In the apache error log, I found the messages
[Mon Jun 09 11:18:05 2014] [warn] [client 79.253.29.118] mod_fcgid: read data timeout in 40 seconds, referer: https://ftputil.sschwarzer.net/trac/wiki/Download?action=edit
[Mon Jun 09 11:18:05 2014] [error] [client 79.253.29.118] Premature end of script headers: trac_ftputil.fcgi, referer: https://ftputil.sschwarzer.net/trac/wiki/Download?action=edit
Although it's possible to increase the timeout, it basically doesn't help a bit. The timeout is still used up, and 40 seconds is too long anyway.

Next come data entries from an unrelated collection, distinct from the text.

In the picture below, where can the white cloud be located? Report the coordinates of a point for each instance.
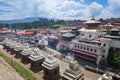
(61, 9)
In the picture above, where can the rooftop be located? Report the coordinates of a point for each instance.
(51, 62)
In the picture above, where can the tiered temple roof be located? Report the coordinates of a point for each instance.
(50, 62)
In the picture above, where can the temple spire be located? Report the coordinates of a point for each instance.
(93, 17)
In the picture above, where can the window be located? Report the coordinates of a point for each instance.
(89, 36)
(91, 50)
(95, 50)
(55, 72)
(84, 48)
(82, 34)
(104, 45)
(46, 72)
(81, 47)
(87, 48)
(75, 46)
(104, 51)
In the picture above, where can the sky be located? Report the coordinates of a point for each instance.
(59, 9)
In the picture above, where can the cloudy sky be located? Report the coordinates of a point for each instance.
(59, 9)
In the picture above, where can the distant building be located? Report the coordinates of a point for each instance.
(88, 46)
(106, 76)
(51, 68)
(73, 72)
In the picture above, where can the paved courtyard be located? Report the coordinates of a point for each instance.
(7, 72)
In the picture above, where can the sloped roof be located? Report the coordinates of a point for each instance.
(68, 35)
(92, 21)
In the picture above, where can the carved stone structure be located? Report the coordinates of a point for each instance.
(51, 68)
(36, 59)
(106, 76)
(73, 72)
(18, 49)
(25, 54)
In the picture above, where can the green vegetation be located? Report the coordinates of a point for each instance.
(23, 72)
(117, 59)
(114, 58)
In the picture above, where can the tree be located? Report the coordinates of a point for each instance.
(117, 59)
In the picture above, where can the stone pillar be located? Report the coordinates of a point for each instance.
(106, 76)
(25, 55)
(51, 68)
(73, 72)
(36, 60)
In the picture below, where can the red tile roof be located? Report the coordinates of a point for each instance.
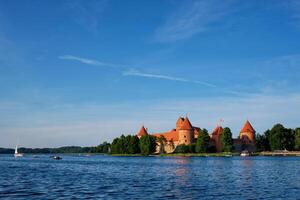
(171, 135)
(186, 125)
(142, 132)
(218, 130)
(247, 128)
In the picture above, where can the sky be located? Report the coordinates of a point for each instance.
(84, 72)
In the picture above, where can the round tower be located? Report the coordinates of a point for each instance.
(179, 123)
(247, 134)
(185, 132)
(143, 131)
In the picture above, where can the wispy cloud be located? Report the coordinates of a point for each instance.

After enabling logging for the Trac instance, I got
2014-06-09 11:34:40,322 Trac[env] ERROR: Exception caught while checking for upgrade: 
Traceback (most recent call last):
  File "/usr/lib/python2.6/dist-packages/trac/env.py", line 664, in open_environment
    needs_upgrade = env.needs_upgrade()
  File "/usr/lib/python2.6/dist-packages/trac/env.py", line 498, in needs_upgrade
    if participant.environment_needs_upgrade(db):
  File "/usr/lib/python2.6/dist-packages/trac/env.py", line 570, in environment_needs_upgrade
    dbver = self.env.get_version(db)
  File "/usr/lib/python2.6/dist-packages/trac/env.py", line 418, in get_version
    (initial and 'initial_' or ''))
  File "/usr/lib/python2.6/dist-packages/trac/db/util.py", line 66, in execute
    return self.cursor.execute(sql)
  File "/usr/lib/python2.6/dist-packages/trac/db/sqlite_backend.py", line 78, in execute
    result = PyFormatCursor.execute(self, *args)
  File "/usr/lib/python2.6/dist-packages/trac/db/sqlite_backend.py", line 56, in execute
    args or [])
  File "/usr/lib/python2.6/dist-packages/trac/db/sqlite_backend.py", line 48, in _rollback_on_error
    return function(self, *args, **kwargs)
OperationalError: database is locked
The ftputil site currently runs Trac 0.12.2 (with Debian's security fixes I assume). This version is supposed to have the "database is locked" problem solved (see http://trac.edgewall.org/ticket/3446).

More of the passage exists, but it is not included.